Baghdad: Areas under Daesh control in the group’s heartlands in western Iraq are rising up as the terrorists have begun to retreat and have come under siege from government forces, according to residents.
In Fallujah, once seen as the most pro-Daesh city in Iraq, Daesh was forced to put down a mini-rebellion that began as an argument in a bread queue, then spread to three districts and ended with a series of executions. In the town of Heet, further west, a local tribal leader said a relative was on the run after he took revenge for a personal insult by assassinating six local officials of Daesh.
The stories are hard to corroborate, as Daesh is blocking people from leaving the towns. But they mirror reports provided by refugees from areas under Daesh control in neighbouring Syria, who say the group’s interference in the everyday lives of its subjects, combined with its growing need to recruit fighters locally, is causing increasing discontent.
“They are violating families and harassing women,” said Hikmet Al Gaoud, a tribal shaikh from Heet whose men have been fighting alongside American and government forces near the city. “Every woman they like they want to take and marry.” He said a member of the tribe still living in Heet finally “flipped”. “He killed six local Daesh leaders — all foreign, non-Iraqi Arabs,” he said. “He managed to get away and contact us.

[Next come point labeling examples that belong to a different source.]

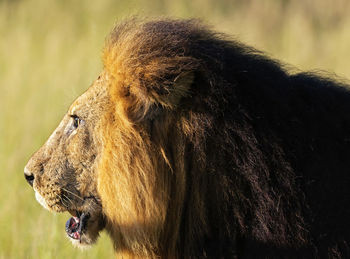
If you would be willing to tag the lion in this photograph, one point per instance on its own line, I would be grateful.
(192, 145)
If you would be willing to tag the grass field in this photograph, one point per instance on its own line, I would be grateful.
(50, 52)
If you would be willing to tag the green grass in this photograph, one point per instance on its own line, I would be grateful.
(50, 52)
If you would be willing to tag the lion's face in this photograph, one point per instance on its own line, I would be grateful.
(63, 171)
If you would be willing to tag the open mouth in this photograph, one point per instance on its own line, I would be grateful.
(76, 225)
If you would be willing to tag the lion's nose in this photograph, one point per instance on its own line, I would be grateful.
(29, 176)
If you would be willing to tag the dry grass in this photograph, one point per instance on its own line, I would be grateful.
(50, 52)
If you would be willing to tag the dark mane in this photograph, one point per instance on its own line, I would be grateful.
(266, 151)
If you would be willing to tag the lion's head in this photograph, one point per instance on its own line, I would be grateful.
(161, 153)
(63, 171)
(108, 162)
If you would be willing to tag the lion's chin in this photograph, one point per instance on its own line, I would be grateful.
(83, 228)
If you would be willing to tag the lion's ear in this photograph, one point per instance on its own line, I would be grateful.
(147, 101)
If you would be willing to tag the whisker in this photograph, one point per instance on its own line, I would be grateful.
(64, 189)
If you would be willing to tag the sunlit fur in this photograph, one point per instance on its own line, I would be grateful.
(205, 148)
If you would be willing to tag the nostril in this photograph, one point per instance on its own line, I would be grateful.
(29, 178)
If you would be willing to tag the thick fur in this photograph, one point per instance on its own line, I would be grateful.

He’s still on the run.”
The Gaoud family lead the Al Bu Nimr tribe, one of the best-known Sunni tribes, which have fought Daesh and in some cases been subject to massacres at the hands of terrorists. Fallujah is a different case. It has been notorious for its support of terrorism ever since it rose up against the American and British occupation in 2004, and it was the first city to welcome Daesh back in early 2014. But even Fallujah is now turning, according to its mayor Eisa Al Essawi, now in “exile” in Baghdad.
“Now Daesh men go around the city with guns,” he said. “Before, they were comfortable enough to go without.” The group has not had a major advance since May last year, when it took Ramadi and Palmyra in Syria. Since then it has suffered losses to territory, its financing and its manpower due largely to air strikes.